Помощник капитана сдержал обещание. Я вернулся к нам вниз с бутылкой виски. Бутылку пустили по кругу. Когда очередь дошла до меня, я сделал глоток и ужасно закашлялся, так что все опять стали надо мной смеяться. Тем не менее уважать меня стали чуточку больше.
Через шесть недель мы прибыли в Монреаль. Еще в море выяснилось, что брать меня на борт было никак нельзя. Но ведь ответственным лицам из командного состава то и дело приходилось нарушать инструкции, чтобы обеспечить полный экипаж. Помощник капитана, которому я тогда открыл замок, испытывал ко мне симпатию и выхлопотал у офицера портовой иммиграционной службы, своего приятеля, разрешение на мое временное пребывание, пока судно через пять дней не покинет порт. Он же посоветовал мне обратиться к руководству речного пароходства «Святой Лаврентий». Дал с собой рекомендацию, а заодно и совет больше не показываться сотрудникам портовой иммиграционной службы. Ведь паспорт я могу, конечно, оформить в консульстве Швейцарии, а хорошая работа и добрая репутация помогут мне через несколько лет получить гражданство.

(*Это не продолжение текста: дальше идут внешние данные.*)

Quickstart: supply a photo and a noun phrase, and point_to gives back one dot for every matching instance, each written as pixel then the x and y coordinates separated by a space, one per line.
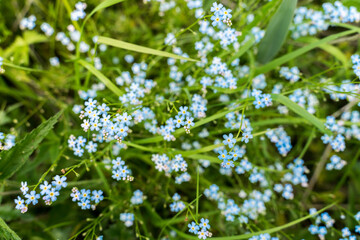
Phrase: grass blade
pixel 301 112
pixel 101 77
pixel 12 160
pixel 105 4
pixel 330 49
pixel 140 49
pixel 281 60
pixel 276 31
pixel 6 232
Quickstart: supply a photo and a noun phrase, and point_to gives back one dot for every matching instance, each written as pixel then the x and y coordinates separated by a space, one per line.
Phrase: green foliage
pixel 276 31
pixel 11 161
pixel 6 233
pixel 301 112
pixel 141 49
pixel 101 77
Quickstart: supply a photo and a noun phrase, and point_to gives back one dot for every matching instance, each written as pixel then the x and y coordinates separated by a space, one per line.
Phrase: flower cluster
pixel 79 12
pixel 291 74
pixel 305 99
pixel 120 171
pixel 250 209
pixel 261 100
pixel 335 163
pixel 356 64
pixel 177 205
pixel 337 143
pixel 104 127
pixel 137 198
pixel 127 218
pixel 324 223
pixel 264 236
pixel 85 196
pixel 202 229
pixel 28 23
pixel 6 141
pixel 49 191
pixel 286 190
pixel 297 173
pixel 309 21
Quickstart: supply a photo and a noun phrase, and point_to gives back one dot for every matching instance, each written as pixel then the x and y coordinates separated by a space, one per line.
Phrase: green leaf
pixel 12 160
pixel 328 48
pixel 101 6
pixel 6 232
pixel 281 60
pixel 101 77
pixel 276 31
pixel 138 48
pixel 351 3
pixel 301 112
pixel 247 45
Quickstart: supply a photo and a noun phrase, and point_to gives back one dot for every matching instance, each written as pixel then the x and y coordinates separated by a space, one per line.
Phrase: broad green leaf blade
pixel 6 232
pixel 276 31
pixel 12 160
pixel 328 48
pixel 140 49
pixel 105 4
pixel 101 77
pixel 301 112
pixel 281 60
pixel 247 45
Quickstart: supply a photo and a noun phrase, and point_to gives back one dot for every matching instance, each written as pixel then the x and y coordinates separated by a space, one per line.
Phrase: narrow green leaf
pixel 10 65
pixel 138 48
pixel 12 160
pixel 6 232
pixel 276 31
pixel 247 45
pixel 101 77
pixel 328 48
pixel 281 60
pixel 101 6
pixel 301 112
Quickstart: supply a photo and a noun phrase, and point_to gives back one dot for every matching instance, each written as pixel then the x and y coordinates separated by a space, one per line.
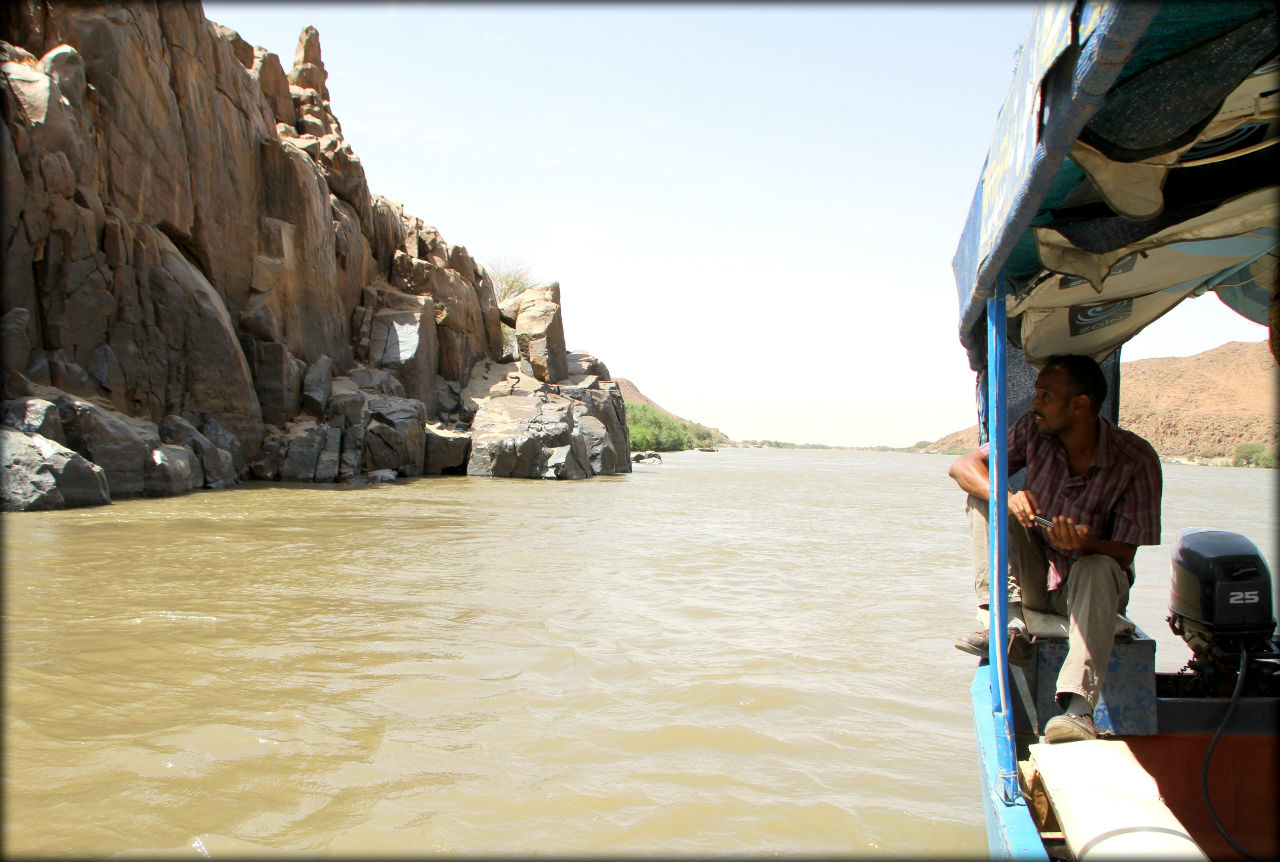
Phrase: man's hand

Однако в дальнейшем я избегал консульства Швейцарии точно так же, как портовой иммиграционной службы. Меня действительно взяли помощником механика в пассажирскую компанию «Святой Лаврентий». Вскоре я получил соответствующее удостоверение с фотографией и, если не уходил в рейс, проживал вместе с другими в принадлежавшем пароходству бараке. И сам не понимал, легально это, или нелегально, или полулегально. Во всяком случае, некоторая часть моего жалованья уходила в пенсионную кассу, и для нее мне тоже выдали удостоверение. Я вообще собирал все удостоверения и справки с места работы, какие только мог. Еще я занимался на дополнительных курсах, учился на корабельного механика. И все курсы заканчивал на отлично. Со всеми документами, приложив их к свидетельству о рождении, я сумел в начале шестидесятых годов, когда Канада еще являлась настоящей страной переселенцев, заинтересованной в притоке свежей рабочей силы, стать гражданином Канады без всякого участия Швейцарии. Заодно мне удалось, почти избежав формальностей, приспособить и собственное имя к новой родине. Теперь меня звали Мартен Бланпен.